There is no singular technology that checks all the boxes for monitoring, Hamling says. In today’s current regulatory landscape, a monitoring strategy is necessary. “But the purpose of monitoring is two-fold,” he says. “You need monitoring data to inform how you operate the site; you also need monitoring data to demonstrate to regulators and incentive programs that the CO2 you’re injecting is staying stored permanently and that it’s staying within the permitted area.”

Monitoring with Passive Seismic
Passive seismic technology listens to the earth and the sounds it makes, then uses those readings to learn and map what is going on beneath the surface. MicroSeismic developed its technology in working with the oil and gas industries, and when those industries took a hit in 2019-’20, moved toward utilizing its technology to detect sinkholes before they cause damage.

“The monitoring, measurement and verification plan that people are putting in place are really directed, as I said before, at these three issues: number one, the seismicity; number two, the integrity of the cap rock that is keeping CO2 below ground; and three, where that plume is going in the ground to make sure it’s not leaking out around the edges of the reservoir and getting up to the surface,” Duncan says.

At the beginning of a project, MicroSeismic assists in evaluating the sequestration site by cementing six to twelve geophones less than 300 feet underground to check for signs of active faults. “The way you do that is to listen, because those fractures are causing little mini earthquakes.
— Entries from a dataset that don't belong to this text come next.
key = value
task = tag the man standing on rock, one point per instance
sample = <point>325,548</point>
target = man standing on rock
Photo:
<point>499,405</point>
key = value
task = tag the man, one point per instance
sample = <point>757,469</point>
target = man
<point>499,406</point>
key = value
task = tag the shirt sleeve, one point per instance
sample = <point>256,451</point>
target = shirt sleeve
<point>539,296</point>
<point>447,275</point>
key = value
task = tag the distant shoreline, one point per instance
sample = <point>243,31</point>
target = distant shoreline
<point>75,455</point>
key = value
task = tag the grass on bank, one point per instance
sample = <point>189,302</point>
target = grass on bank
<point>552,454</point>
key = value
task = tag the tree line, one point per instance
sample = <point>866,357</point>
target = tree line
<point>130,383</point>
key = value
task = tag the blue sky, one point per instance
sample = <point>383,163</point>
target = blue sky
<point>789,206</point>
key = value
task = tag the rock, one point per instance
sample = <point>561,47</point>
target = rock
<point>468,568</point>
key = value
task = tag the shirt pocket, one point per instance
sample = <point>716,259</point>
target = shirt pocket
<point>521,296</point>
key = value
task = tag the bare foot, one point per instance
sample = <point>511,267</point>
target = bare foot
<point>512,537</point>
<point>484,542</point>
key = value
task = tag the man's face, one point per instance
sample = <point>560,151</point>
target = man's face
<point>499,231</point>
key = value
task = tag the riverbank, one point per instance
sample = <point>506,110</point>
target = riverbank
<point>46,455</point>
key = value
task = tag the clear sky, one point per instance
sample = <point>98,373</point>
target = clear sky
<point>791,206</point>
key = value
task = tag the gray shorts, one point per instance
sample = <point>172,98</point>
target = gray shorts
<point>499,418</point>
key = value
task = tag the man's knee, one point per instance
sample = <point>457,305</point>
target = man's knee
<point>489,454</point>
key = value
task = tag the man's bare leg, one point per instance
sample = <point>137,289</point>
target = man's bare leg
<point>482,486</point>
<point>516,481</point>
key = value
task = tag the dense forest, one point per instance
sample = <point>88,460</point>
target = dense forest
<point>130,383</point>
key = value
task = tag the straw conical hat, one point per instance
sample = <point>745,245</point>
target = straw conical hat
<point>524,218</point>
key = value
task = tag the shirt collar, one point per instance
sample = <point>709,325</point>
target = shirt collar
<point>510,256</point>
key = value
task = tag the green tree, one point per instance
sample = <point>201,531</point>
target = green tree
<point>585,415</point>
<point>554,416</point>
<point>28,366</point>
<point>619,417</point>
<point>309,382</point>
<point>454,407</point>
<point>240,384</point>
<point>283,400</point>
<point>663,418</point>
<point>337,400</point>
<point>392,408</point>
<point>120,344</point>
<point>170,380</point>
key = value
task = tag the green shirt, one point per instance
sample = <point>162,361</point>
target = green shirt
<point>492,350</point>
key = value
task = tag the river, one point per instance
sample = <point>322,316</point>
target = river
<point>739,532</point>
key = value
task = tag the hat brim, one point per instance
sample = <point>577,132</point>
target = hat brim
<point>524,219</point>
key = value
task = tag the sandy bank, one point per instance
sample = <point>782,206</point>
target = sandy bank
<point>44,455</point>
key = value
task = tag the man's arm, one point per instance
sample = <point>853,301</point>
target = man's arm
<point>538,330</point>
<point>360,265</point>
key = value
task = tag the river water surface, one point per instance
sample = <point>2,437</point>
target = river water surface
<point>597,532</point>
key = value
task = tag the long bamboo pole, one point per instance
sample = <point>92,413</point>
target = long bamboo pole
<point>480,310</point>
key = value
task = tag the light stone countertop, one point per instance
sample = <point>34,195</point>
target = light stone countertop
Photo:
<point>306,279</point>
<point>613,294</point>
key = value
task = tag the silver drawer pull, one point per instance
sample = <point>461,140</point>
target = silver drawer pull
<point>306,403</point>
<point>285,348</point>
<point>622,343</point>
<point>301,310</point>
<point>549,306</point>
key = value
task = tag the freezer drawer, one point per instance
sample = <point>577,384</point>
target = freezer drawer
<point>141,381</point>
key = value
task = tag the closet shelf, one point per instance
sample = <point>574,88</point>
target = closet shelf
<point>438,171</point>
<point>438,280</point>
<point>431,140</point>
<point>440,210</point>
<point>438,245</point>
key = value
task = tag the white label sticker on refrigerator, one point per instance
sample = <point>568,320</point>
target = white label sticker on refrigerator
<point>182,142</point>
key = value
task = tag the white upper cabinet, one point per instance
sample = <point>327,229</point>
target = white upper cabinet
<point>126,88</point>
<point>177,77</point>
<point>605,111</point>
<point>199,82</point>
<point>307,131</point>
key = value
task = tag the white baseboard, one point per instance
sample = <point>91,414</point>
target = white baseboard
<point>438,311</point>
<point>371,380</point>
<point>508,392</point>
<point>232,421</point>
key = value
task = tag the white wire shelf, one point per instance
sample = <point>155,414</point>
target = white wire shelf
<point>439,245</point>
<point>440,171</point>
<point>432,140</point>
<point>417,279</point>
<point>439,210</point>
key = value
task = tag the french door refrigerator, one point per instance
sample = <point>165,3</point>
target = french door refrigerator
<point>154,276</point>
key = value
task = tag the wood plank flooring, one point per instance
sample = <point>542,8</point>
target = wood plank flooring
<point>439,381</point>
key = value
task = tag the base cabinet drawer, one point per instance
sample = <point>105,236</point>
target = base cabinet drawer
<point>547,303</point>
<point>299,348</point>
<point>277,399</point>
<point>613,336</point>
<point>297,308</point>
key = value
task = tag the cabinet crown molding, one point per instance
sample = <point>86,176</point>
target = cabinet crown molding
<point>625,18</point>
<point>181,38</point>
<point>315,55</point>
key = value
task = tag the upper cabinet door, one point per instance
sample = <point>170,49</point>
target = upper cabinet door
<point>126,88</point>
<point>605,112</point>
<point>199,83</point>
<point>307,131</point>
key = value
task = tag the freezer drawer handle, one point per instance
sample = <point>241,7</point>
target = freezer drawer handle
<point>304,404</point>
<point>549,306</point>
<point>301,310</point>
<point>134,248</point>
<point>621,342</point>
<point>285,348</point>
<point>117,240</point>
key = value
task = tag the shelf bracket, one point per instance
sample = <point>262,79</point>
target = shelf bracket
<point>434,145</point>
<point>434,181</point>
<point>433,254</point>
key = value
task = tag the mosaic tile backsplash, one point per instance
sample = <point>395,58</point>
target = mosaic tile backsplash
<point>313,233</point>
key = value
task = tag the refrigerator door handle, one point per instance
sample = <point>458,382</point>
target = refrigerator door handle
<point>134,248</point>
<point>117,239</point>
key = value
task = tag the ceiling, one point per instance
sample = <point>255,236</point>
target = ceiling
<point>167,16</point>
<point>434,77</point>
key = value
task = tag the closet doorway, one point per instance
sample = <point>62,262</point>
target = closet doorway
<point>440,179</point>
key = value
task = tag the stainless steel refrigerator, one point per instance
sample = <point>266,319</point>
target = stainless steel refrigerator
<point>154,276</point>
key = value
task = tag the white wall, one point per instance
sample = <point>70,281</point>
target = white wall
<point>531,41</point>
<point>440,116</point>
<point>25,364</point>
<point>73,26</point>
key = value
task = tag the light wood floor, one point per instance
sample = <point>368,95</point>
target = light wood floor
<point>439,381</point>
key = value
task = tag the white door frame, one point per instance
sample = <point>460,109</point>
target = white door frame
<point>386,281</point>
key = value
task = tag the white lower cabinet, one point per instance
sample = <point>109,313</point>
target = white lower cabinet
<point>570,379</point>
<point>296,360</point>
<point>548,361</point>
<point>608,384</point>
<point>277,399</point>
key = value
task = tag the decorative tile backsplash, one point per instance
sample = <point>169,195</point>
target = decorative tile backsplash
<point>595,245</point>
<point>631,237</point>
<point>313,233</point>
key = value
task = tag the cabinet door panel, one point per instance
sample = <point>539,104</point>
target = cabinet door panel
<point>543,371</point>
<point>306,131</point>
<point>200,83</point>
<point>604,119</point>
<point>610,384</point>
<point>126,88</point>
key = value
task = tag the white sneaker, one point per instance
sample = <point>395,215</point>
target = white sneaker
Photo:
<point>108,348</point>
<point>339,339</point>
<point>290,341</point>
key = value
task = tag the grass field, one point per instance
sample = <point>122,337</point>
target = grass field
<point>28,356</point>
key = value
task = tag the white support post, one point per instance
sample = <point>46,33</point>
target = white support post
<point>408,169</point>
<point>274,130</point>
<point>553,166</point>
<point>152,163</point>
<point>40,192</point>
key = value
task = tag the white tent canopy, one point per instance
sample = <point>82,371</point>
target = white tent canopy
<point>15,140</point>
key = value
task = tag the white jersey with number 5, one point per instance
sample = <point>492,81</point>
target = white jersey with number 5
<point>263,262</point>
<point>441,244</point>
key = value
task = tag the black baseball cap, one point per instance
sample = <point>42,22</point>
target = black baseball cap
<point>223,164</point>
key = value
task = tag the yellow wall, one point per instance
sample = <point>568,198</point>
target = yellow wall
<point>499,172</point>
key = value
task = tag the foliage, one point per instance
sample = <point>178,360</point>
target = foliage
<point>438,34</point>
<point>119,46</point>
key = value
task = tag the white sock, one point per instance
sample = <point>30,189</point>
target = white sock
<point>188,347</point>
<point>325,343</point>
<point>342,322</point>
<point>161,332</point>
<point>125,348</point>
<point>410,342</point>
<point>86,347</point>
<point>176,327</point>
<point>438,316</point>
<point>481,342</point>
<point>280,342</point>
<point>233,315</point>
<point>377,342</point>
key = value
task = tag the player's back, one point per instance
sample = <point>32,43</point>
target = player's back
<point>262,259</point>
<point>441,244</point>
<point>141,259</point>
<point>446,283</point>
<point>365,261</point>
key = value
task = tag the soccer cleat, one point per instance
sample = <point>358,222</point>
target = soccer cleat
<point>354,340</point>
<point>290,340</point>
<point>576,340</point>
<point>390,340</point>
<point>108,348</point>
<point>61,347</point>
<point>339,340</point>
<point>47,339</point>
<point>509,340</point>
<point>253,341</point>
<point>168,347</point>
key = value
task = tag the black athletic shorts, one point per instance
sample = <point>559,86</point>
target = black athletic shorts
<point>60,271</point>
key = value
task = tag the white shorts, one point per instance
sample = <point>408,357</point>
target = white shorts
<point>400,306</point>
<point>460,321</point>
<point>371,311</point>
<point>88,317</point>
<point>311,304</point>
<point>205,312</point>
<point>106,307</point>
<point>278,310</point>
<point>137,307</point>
Now, I’m talking about seismic events that are kind of equivalent to the pop sound that happens when you take a can of Coke and drop it from your waist onto a cement floor,” Duncan says. These geophone stations wirelessly transmit data back to MicroSeismic where they are monitored 24/7.

They will listen for six months, and if they detect any active faults in the area, the injection point will be relocated. Once injection does start, MicroSeismic would increase the number of geophones to between 50 and 100, with about three to five stations per mile. They are able to use the “pops and pings” they hear to understand what is going on underground. As injection starts, they will use the data gathered to set up a sort of “traffic light system,” he explains. This warning system feeds back to the operator to give them an alert if problems arise.

“If all we’re hearing are little, tiny pops and pings that are kind of random around then it’s green light. If the size of those pops and snaps increases, or they start to be concentrated in a particular area that seems related to the injection, then we might go to a yellow alert level, and at yellow alert level we probably recommend some other kinds of geophysical investigations,” Duncan says.

“And if we were to see large events that are suggesting there’s going to be a seismic event that could be felt at the surface or that the cap rock is being broken or that the fluids are leaking, which then would be indicated by a flurry of events of increasing size, concentrated in a given area, then we might go to a red alert level at which point they would probably slow down or stop injection for a period of time until they could figure out what’s going on.”

For any ethanol producers who are considering carbon capture and storage onsite, Hamling encourages them to keep in mind that getting approved to build a storage facility is a multi-year process. He also suggests that they reach out to those who have worked in that space, as well as checking into regional CO2 partnerships, like the PCOR Partnership to understand the storage potential near their plant. “These projects take time to develop and permit,” Hamling says. “Each project has site specific considerations, so being able to characterize and understand, you know, the specific site relative to the project is important for moving projects forward.”